My 2014 Travel Writing Scholarship - Euro Roadtrip entry
PHILIPPINES | Thursday, 15 May 2014 | Views [228] | Scholarship Entry
Two hours ago, a bus took our Anthropology class from Manila to the quiet municipality of Botolan, Zambales for a two-day field trip. We are staying in a wooden hut beside our foster family’s small house. As it gets dark, we prepare dinner for Nanay Loreta, her daughter and her husband, and their three children. They are pure Aetas, and Nanay Loreta has lived and raised her family here since the whole Aeta community in Botolan was relocated to the sides of the mountain after the violent eruption of Mount Pinatubo in 1991.
With only one dim light bulb to aid our visions and firewood and an old pot to cook our food (fish, their usual diet, and meat, a rarity for them), we use the time to learn about their family and the community. Their house is small and square, built with cinder blocks, with holes in the sides for windows. I look for a bed, but I only find one that is broken and used to store their few belongings instead in one corner. Then I notice that half of the floor is about a foot higher than the rest, and the grandchildren run up to the elevated area, sweep it with their feet, and sit in a small circle. I realize this is where they sleep; this elevated area is their bed. Outside the house, there is nothing but a few other small houses, trees leading up all the way to the top of the mountain, and the reddish brown clay and mud.

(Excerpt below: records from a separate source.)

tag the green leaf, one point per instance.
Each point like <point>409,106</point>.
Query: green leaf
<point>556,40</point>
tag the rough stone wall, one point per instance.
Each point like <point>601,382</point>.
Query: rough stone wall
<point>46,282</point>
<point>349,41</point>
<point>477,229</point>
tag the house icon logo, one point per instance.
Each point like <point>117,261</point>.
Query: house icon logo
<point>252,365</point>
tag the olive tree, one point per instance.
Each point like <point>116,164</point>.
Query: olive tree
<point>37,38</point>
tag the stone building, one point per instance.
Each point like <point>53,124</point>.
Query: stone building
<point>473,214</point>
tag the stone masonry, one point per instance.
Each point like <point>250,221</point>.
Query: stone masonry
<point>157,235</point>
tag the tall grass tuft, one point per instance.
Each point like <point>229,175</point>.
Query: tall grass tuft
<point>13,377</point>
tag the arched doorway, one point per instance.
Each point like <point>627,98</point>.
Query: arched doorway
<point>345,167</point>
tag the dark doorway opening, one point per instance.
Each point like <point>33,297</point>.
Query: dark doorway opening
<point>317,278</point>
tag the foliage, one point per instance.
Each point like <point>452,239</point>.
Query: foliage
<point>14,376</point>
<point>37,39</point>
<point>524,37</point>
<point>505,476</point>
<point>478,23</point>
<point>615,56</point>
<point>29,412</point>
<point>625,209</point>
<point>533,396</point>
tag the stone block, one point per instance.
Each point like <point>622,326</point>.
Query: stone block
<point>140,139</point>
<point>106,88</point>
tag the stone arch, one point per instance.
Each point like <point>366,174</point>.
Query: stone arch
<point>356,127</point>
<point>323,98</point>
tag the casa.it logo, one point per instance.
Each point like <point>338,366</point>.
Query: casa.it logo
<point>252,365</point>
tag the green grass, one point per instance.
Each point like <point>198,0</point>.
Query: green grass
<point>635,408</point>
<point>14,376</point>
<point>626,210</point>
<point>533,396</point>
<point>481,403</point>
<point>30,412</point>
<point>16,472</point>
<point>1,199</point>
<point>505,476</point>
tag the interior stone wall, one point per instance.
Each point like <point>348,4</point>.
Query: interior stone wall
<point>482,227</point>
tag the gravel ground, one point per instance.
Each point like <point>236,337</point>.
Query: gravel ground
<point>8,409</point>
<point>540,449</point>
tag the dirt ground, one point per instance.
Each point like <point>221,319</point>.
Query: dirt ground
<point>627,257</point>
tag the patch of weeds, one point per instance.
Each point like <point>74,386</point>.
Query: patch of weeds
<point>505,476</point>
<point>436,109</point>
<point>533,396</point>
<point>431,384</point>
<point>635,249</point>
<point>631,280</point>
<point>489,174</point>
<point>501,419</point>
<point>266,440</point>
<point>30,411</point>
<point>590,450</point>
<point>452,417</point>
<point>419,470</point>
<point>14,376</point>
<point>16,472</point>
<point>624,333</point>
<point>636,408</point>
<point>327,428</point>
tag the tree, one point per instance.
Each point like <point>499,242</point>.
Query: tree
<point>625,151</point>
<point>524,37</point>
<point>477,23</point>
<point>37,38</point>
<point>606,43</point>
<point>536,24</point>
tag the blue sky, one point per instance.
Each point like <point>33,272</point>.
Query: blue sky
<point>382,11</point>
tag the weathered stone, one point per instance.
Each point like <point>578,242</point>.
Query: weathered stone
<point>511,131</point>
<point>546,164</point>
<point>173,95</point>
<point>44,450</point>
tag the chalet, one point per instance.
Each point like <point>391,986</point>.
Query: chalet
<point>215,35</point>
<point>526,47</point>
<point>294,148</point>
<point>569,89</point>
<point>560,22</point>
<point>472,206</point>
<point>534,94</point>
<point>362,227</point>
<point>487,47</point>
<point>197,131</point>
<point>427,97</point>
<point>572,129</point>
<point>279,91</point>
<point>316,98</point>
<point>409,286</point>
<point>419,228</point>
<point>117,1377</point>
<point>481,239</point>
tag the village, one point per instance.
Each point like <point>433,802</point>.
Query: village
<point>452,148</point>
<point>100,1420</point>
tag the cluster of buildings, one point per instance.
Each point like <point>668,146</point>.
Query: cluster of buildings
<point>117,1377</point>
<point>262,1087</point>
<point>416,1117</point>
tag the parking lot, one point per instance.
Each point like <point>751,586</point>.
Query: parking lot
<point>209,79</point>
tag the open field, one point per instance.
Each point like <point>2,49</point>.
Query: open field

This is my first time to not only see an entire Aeta community, but to live with and like them. Two days is not nearly enough to grasp what it is like to live as an Aeta in a now-highly industrialized country, to thrive without the technology that I have grown extremely comfortable with in the cities of Manila, where I go to college, and Butuan, my hometown. But I look at this Aeta family that has been so warm in welcoming us into their home and sharing their stories with us, and realize that this is what Filipino strength looks like. These Aeta families have stayed strong throughout the volcano eruption, survived with little electricity in their vulnerable houses on the side of the mountain, little money to spend from what little black sand they gather and sell. All I could see around them were the lack of basic utilities, health and sanitation practices, and other basic needs, but on their faces I see nothing but smiles, the look of satisfaction, love for their families and their entire community, the strength of their longstanding culture, and the resilience of true Filipinos.